Little Solovyov was embarrassed about walking to school with Leeza. The most distressing thing about those circumstances was that he and Leeza were labeled bride and groom. This common taunt for cases like theirs was all the more hurtful for Solovyov because, of course, he secretly considered Nadezhda Nikiforovna to be his bride. The moment they neared the school, Solovyov demonstrated in every way possible that an immense distance stretched between these two people who were apparently arriving together. The future historian turned away, lagged behind, made faces behind Leeza’s back and, in brief, reached extraordinarily, extraordinarily high levels of detachment that nevertheless still allowed their shared return home.

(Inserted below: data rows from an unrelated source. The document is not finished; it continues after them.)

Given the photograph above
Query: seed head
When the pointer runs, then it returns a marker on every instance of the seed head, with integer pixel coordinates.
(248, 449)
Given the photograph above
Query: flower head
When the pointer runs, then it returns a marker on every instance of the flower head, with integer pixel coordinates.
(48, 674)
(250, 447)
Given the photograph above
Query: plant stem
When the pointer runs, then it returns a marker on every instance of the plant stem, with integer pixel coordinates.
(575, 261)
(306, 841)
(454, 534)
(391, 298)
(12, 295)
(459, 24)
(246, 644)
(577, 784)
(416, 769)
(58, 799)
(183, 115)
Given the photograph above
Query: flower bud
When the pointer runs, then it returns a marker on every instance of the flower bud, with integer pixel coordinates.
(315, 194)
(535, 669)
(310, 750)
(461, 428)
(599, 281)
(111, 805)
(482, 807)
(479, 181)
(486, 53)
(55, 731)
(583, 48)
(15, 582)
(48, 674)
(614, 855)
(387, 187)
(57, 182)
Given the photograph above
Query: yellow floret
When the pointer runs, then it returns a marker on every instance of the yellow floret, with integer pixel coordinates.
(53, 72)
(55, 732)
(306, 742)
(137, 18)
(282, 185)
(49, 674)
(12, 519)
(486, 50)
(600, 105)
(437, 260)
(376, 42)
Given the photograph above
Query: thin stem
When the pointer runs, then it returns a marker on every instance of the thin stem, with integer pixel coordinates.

His treatment of Leeza was especially harsh in the presence of Nadezhda Nikiforovna. True, there was nothing there that might have been deemed as not comme il faut: Solovyov knew his chosen one tolerated no brattiness. At the library, Leeza’s lot was to receive icy gazes and short answers in a scratchy voice. To Solovyov’s annoyance, Nadezhda Nikiforovna did not understand that he was making these efforts, under the circumstances, for her sake. From time to time, she herself addressed Leeza when she was waiting for Solovyov. Oddly enough, the little girl was one of Nadezhda Nikiforovna’s frequent visitors, too. Although the selection of books was not conducted as ceremoniously for Leeza as for Solovyov, Leeza read a lot. Perhaps even a little more than Solovyov himself.